Should we worry about this issue? We live in an era of abundant storage and memory. MongoDB pre-allocates the storage to avoid disk fragmentation. Even the tiniest collection will use 128 MB, and larger collections are stored in 2 GB files: MongoDB is unafraid to waste nearly 2 GB or more. In fact, we might say that it is precisely because we live in such abundance that we can afford to use document-oriented databases. However, engineers still face problems with space utilization. Hence, it is useful to be aware of the effect that the names you choose will have, especially if you come from a relational database context where name length is irrelevant.
@David
The main drawback, beside implementation complexity, is that it would lower the loading/insert speed.
@David
If you have short names, it may not automatically save much to replace the name (as a string) by a pointer to the name in a dictionary, and it may even take more space (and more memory). It would certainly introduce a (small) computational overhead.
So a more reasonable implementation would only use a dictionary for the long names.

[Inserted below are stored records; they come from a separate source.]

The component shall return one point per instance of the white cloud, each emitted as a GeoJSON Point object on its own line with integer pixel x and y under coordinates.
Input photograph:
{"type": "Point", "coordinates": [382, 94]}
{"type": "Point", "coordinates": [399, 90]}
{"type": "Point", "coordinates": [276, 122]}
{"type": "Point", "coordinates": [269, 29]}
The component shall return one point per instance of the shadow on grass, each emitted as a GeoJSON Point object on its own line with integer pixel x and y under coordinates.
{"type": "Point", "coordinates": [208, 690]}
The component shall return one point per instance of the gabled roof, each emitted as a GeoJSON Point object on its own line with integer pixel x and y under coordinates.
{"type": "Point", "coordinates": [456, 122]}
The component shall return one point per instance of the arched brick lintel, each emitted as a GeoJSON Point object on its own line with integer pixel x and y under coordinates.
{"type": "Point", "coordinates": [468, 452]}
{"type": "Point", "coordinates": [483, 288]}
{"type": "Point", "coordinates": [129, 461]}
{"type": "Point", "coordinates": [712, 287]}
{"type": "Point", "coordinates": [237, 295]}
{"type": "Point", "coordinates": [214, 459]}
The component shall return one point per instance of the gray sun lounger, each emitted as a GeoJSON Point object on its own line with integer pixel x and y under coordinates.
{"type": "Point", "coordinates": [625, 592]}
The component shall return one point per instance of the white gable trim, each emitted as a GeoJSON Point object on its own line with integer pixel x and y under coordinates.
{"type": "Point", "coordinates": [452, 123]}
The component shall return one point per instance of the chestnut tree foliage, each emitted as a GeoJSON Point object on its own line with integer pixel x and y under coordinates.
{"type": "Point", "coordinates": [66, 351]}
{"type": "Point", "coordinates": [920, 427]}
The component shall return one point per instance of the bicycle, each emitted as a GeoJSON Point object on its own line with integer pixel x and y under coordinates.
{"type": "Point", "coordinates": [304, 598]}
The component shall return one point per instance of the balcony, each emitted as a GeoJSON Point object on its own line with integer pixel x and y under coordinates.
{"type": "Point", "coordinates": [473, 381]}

This being said, a clever implementation could end up being superior to what MongoDB currently does.
This seems particularly bizarre as I’d have thought interning your keys was a really easy storage optimisation to do and would basically always be a large win. Any idea why this isn’t done?
Would it really lower the insert speed much? With sensible in memory caching (which is probably free given mongo does everything in memory anyway) the costs of looking up the key would be tiny compared to the cost of writing to disk (and for writes of many objects might win due to less data being written
The disk space is not that important, but fitting whole database in RAM makes a huge difference in execution speed.